I may have mentioned this before, but I love going to software conferences. When I got the email mentioning that Cassandra Days was coming to Dallas with a free 1 day conference on all things Cassandra, I signed up immediately. The event was sponsored by Datastax who sells a commercial version of Cassandra called Datastax Enterprise. They had 2 tracks an introductory track for people who are just exploring Cassandra, but haven’t yet taken it to production, and track 2 which was a deeper dive for people with experience with Cassandra.

It was a great event. My team came over from the office as well and they attended a mix of track 1 and track 2. The main thing I wanted people to attend was the Data modeling sessions as that is one of the biggest changes for people who are used to SQL databases when they make the move to Cassandra. The CQL language is great to get SQL people up and running quickly, but then when they try to do things they are used to with a relational database it sort of falls apart for them. When we first signed up with Datastax Enterprise several of us got to attend their Data Modelling class on sight which was great and strongly recommended for anyone taking Cassandra into production, but my team mates had not attended those classes so this was a great event for them to attend.

I had 2 really big takeaways from the event. First was a discussion of Cassandra Light Weight Transactions. In my new Cassandra Data layer that I implemented as part of my current project I hadn’t exposed this concept yet as it is something that we haven’t used to date. It isn’t like a typical SQL transaction in that you aren’t getting the whole ACID concept or getting transactional rollback on a failure so the LWT terminology is a bit misleading. But what it does protect you is from a race condition that clobbers data. Let’s pretend you have a table where you are tracking login names. And they must be unique. If you read the table to see if a name is available and then do an insert in Cassandra there is a race condition where data can get clobbered. Imagine there are 2 users Jeffrey Haskovec and John Haskovec. They are both registering in our system at the same time. At time T1 Jeffrey Haskovec’s thread checks the table for the username of jhaskovec. There is no record so it is cleared to use it. At T2 John Haskovec’s thread then checks the table and sees that the username of jhaskovec isn’t used and so it proceeds. Then at time T3 Jeffrey Haskovec’s thread does an insert into the login table with a username of jhaskovec. The insert returns and Jeffrey thinks he has successfully registered his username. Then at T4 John Haskovec’s process inserts his username of jhaskovec which overwrites Jeffrey. At this point we aren’t aware that we just clobbered data in our datastore but when Jeffrey comes back and can’t login as his user account has been overwritten we will have a difficult to track down bug.

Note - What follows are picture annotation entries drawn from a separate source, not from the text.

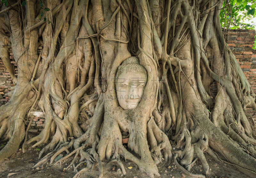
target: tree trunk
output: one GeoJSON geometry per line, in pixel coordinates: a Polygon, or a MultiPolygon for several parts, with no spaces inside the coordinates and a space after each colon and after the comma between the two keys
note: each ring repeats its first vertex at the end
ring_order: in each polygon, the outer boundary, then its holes
{"type": "Polygon", "coordinates": [[[2,4],[0,12],[0,57],[17,83],[0,107],[0,139],[8,141],[0,160],[21,143],[24,152],[26,144],[50,141],[39,157],[50,153],[34,167],[74,147],[55,164],[76,153],[70,165],[79,155],[87,166],[75,176],[97,162],[103,177],[105,159],[116,161],[124,175],[122,157],[154,177],[156,165],[170,164],[173,156],[185,174],[203,177],[189,172],[193,163],[199,159],[207,174],[204,153],[216,159],[214,149],[255,176],[255,124],[244,108],[256,108],[256,96],[225,40],[219,17],[223,1],[14,1],[2,4]],[[17,78],[8,59],[11,45],[17,78]],[[124,71],[132,72],[123,74],[131,83],[133,74],[145,75],[146,82],[123,91],[130,97],[122,102],[117,82],[124,71]],[[215,98],[208,89],[214,81],[215,98]],[[140,91],[141,97],[132,100],[131,92],[140,91]],[[43,112],[45,126],[27,140],[32,111],[43,112]],[[127,137],[126,148],[122,139],[127,137]]]}

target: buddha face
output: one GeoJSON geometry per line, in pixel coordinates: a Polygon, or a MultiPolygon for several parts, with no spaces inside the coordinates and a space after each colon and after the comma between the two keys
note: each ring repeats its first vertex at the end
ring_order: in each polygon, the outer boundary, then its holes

Enter light weight transactions. Now you change that insert statement to an insert if not exists statement in which case it starts up a transaction that guarantees it will only insert the hash if it isn’t already there. We have to check the return result of that insert statement to find out if our insert was successful. So if we go back to our previous example at T4, John Haskovec’s insert would have returned a false that it wasn’t applied and we would have avoided clobbering Jeffrey’s insert from T3. This alone is actually a problem a new table that we are modeling could have had in extremely rare situations so it was very timely that I attended this talk.

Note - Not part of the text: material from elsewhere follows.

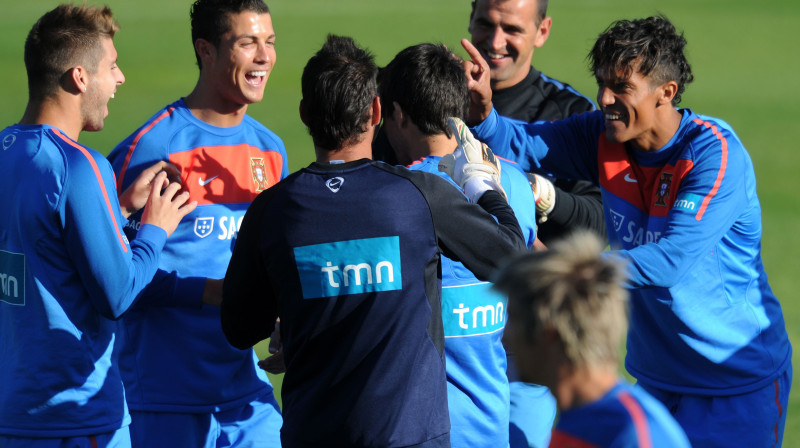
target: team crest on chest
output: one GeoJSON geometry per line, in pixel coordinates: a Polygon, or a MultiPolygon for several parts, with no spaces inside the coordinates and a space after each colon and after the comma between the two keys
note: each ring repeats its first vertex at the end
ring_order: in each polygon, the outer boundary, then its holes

I also really liked Patrick McFadden’s advanced data modeling talk as he always gives some great ideas that are worth considering. Lots of just general things to consider there that are always helpful. One of the other talks I was at went into a bunch of cluster level configuration discussion which was also good to hear. I will dig into what we are doing and see how it compares to some of the options that were presented.

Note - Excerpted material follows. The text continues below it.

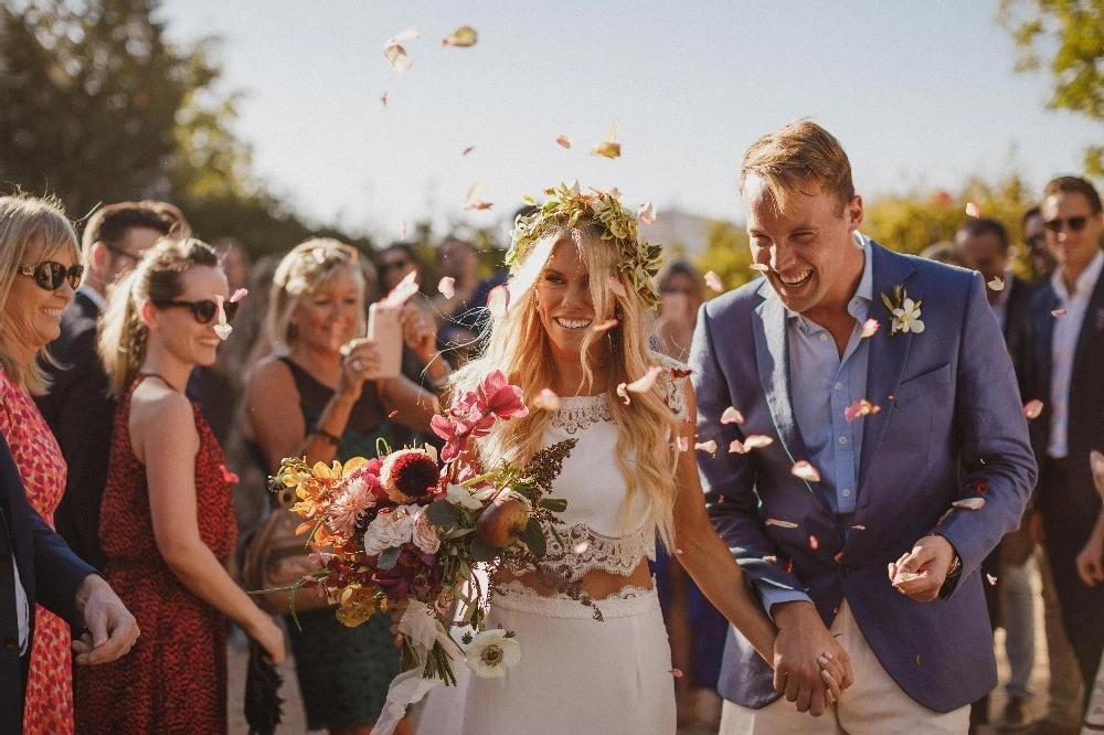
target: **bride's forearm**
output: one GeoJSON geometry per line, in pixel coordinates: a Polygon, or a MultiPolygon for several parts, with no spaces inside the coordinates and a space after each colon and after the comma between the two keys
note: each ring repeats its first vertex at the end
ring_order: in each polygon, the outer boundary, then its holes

The other great thing about conferences is just networking with people. I chatted with a few other people from different companies and it is always interesting to hear how they are using Cassandra and just what things are like in their domain. All in all it was a great event and if one of them is coming to a city near you it is worth spending the day over there for a good free conference. Oh and one final cool thing was that Datastax gave us all USB drives with the latest versions of all of their software on it which is nice to play around with if you are considering rolling it out.